Samuel L. Jackson has bad memories of his first stint on Broadway - because it led to a crack cocaine addiction that almost killed him.
The movie star, who will return to the New York stage this month (Oct11) as Martin Luther King, Jr. in The Mountaintop, believes his former brush with Broadway put him in rehab - because he turned to hard drugs to help himself cope with the fact he was actor Charles Dutton's understudy, and never actually got to perform a role he had originated.
The Pulp Fiction star admits it was soul destroying to work so hard to play Boy Willie in August Wilson’s The Piano Lesson, and then never get to to appear onstage.
He explains, "I originated the role at Yale (Repertory Theater) and then I had to understudy him (Dutton) because the role was written for him when he was doing Crocodile Dundee 2, so when Crocodile Dundee 2 was over he came back and he started to do the play. It was pretty much the play that put me in rehab.
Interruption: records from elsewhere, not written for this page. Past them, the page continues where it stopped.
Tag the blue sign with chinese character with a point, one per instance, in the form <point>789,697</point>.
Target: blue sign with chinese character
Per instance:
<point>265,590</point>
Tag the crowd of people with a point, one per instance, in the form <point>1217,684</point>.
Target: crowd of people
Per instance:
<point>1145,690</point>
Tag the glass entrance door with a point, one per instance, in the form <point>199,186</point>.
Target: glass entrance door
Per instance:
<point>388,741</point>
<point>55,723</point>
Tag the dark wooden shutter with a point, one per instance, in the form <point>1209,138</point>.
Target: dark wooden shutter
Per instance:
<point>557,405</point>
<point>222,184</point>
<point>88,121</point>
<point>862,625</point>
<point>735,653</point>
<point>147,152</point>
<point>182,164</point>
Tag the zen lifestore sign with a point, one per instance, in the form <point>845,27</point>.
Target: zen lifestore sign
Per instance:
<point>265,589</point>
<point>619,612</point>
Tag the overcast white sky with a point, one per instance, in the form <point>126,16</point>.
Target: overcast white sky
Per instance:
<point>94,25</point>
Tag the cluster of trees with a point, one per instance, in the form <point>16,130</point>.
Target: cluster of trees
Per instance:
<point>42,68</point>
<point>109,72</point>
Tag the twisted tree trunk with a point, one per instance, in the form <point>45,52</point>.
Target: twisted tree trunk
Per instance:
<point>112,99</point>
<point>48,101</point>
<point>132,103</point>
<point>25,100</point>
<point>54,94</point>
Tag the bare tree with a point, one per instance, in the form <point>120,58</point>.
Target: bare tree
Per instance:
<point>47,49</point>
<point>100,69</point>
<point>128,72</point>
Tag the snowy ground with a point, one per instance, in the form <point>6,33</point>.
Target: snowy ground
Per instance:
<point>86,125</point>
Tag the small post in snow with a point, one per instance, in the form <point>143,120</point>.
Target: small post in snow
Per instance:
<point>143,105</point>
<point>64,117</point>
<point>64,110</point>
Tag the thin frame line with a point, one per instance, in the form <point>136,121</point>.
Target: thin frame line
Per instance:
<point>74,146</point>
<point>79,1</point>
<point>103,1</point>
"You have to show up every day and sign in and if that person's not there by half hour (before the show) you start getting ready to go on. But he was always there... I had to sit backstage until at least the first act was over and listen to the play onstage, which was kinda running me crazy, so I used to sit on the back steps and smoke crack."
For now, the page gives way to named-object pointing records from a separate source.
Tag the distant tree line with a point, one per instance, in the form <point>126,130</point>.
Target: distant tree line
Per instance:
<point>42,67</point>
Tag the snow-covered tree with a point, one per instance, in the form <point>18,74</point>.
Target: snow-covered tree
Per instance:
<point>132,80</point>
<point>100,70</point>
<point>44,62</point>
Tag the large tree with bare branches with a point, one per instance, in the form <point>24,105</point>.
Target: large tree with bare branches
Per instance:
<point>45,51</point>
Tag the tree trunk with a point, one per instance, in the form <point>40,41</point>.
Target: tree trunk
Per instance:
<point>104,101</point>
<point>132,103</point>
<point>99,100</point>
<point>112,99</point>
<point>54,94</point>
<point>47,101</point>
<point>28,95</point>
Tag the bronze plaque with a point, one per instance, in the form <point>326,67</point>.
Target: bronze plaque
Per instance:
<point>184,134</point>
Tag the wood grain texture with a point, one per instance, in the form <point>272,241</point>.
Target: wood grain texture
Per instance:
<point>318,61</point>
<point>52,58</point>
His casual drug habit became a full-blown addiction as Jackson continued to "chase the wind" to get high - and he admits he could have died a little-known actor.
Appearing on U.S. TV's The Late Show With David Letterman on Friday (30Sep11), Jackson confessed, "I was standing on the verge."
He was saved by a drug counsellor friend in Tennessee after Jackson's wife found him passed out on the floor as he was attempting to cook up his fix after a day of heavy drinking.
He added, "He called somewhere upstate in New York and I was in a rehab facility in the next day."
Jackson has been sober for 21 years.